Die ganze Nacht lang träume ich von Flüssen und von unter Wasser glänzenden Blumen mit spitzen Blättern.
    »Du hast im Schlaf gelächelt«, sagt Linden, als ich die Augen aufschlage. Mit einem Bleistift in der Hand und einer Zeichnung auf dem Schoß sitzt er auf dem Fensterbrett. Neben ihm stapeln sich die Blätter. Offenbar arbeitet er schon eine Weile. Ich denke daran, wie Vaughn sagte, dass ich Linden dazu gebracht hätte, wieder an seine Zeichnungen zu gehen. Mir ist immer noch nicht klar, was Vaughn damit beabsichtigt hat, als er mir das erzählte, aber es stimmt. In letzter Zeit hat Linden viel gearbeitet und ich könnte ihn dazu inspiriert haben.

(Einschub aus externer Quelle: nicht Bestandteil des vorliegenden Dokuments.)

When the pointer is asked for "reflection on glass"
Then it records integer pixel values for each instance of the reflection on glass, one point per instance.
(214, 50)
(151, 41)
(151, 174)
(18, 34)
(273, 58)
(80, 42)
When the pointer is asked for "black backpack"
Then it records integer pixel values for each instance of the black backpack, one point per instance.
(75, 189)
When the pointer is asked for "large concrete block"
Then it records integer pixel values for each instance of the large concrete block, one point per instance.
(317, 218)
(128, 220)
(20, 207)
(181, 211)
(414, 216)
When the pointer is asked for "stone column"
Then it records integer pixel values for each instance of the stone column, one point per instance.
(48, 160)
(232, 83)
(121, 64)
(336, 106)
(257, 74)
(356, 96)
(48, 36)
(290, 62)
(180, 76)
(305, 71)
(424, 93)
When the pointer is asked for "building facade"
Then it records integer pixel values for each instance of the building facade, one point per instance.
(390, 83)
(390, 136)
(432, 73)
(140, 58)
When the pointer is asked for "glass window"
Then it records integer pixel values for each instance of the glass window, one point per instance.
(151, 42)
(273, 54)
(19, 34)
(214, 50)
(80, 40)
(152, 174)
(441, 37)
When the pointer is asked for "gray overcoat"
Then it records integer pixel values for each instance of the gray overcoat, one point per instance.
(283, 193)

    »Ich habe geträumt, wir lebten in diesem Haus, das du gezeichnet hast. Mit dem Kuchen am Fenster und der Schaukel im Garten«, sage ich. Abgesehen von diesem köstlichen Glücksgefühl, das in meiner Stimme liegt, ist alles gelogen. Der Blick aus dem Fenster zeigt mir einen herrlichen Tag.
    Linden lächelt mich an, erleichtert, aber unsicher. Er ist es nicht gewohnt, mich so zu erleben, und er denkt vielleicht, es wäre den schmerzstillenden Mitteln zu verdanken. Ich versuche mich zu bewegen und stelle fest,
dass es nicht mehr so schrecklich schmerzhaft ist wie zuvor. Ich bin in der Lage, aufrecht zu sitzen und mich in die Kissen zu lehnen.
    »Ich habe gehört, du bist mir hinterhergelaufen – in den Sturm«, sage ich.
    Er legt seine Arbeit beiseite und setzt sich zu mir aufs Bett. Der Schnitt an seiner Lippe verheilt. Er sieht aus wie ein tadelloser Junge, der auf dem Schulhof in eine Schlägerei geraten ist. Ich versuche mir vorzustellen, wie sein zerbrechlicher, dünner Körper dem Hurrikan trotzt, aber ich sehe ihn nicht weit kommen. Ich kann mir nur vorstellen, wie er weggeweht, gerettet oder getötet wird.
    »Ich dachte, ich hätte dich verloren«, sagt er. Ich kann nicht sagen, ob das ein Lächeln ist oder ein Stirnrunzeln.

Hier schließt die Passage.